A better way to achieve our desired result is to use the climate layer directly in gridSample:

set.seed(1)
acselClimate <- gridSample(acg, wc1, n=1)

Lets visualize the grid we sampled on:

plot(acg, pch = 20, xlim = c(-68.5, -67),
     ylim = c(-17.5, -16.5))
plot(wc1crop, legend = FALSE, add = TRUE)
points(acg, pch = 20)

## using a cropped layer because this is a slow operation:
climGrid <- rasterToPolygons(wc1crop)
plot(climGrid, add = TRUE)
points(acselClimate, col = 'blue', cex = 2)

Everything matches up as we expect now: the sampling grids are perfectly aligned with the climate cells.

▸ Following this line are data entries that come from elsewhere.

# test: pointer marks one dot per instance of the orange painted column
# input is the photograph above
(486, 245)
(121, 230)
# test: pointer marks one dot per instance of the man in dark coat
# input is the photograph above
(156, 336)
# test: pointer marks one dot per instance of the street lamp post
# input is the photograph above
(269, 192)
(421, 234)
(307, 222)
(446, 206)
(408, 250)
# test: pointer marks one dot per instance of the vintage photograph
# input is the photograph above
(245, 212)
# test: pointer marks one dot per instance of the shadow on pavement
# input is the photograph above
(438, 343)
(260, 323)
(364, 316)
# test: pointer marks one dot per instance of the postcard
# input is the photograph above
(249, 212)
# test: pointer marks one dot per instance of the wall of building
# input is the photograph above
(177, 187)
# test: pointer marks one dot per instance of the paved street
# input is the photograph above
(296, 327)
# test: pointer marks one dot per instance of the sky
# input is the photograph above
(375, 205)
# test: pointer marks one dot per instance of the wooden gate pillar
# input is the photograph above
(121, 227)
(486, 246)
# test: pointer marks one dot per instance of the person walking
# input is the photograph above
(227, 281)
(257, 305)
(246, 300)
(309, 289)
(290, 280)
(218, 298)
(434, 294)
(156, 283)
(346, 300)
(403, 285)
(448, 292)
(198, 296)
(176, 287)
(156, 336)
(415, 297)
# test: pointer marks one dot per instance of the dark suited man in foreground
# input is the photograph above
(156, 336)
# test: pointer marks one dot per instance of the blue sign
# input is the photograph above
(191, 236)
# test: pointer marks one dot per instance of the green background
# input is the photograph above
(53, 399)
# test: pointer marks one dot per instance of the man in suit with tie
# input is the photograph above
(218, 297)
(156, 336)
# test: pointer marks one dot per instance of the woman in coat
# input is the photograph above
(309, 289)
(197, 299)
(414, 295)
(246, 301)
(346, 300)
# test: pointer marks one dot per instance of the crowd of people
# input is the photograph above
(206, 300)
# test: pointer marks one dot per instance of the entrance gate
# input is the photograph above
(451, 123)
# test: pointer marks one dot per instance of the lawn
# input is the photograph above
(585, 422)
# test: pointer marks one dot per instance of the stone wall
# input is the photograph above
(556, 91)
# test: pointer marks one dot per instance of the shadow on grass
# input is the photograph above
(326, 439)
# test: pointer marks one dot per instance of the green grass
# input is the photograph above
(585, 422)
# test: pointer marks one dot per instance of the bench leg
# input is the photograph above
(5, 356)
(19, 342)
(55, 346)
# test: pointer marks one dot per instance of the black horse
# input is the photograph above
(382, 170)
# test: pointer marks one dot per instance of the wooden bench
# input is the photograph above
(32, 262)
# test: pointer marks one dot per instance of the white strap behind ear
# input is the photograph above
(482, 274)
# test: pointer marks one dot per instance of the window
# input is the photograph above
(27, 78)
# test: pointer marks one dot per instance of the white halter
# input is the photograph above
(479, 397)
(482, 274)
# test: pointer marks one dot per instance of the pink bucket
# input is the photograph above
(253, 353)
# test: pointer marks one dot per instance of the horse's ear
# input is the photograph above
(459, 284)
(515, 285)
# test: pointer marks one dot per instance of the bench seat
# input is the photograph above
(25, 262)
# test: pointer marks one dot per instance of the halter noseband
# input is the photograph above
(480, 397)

This approach will only work if your climate raster covers the full extent of your occurrence records. Which it really should - if it doesn’t, the records that aren’t covered will end up getting dropped from your analysis since there’s no climate data at those locations.

References

Hijmans, Robert J., Steven Phillips, John Leathwick, and Jane Elith. 2017. “Dismo R Package.”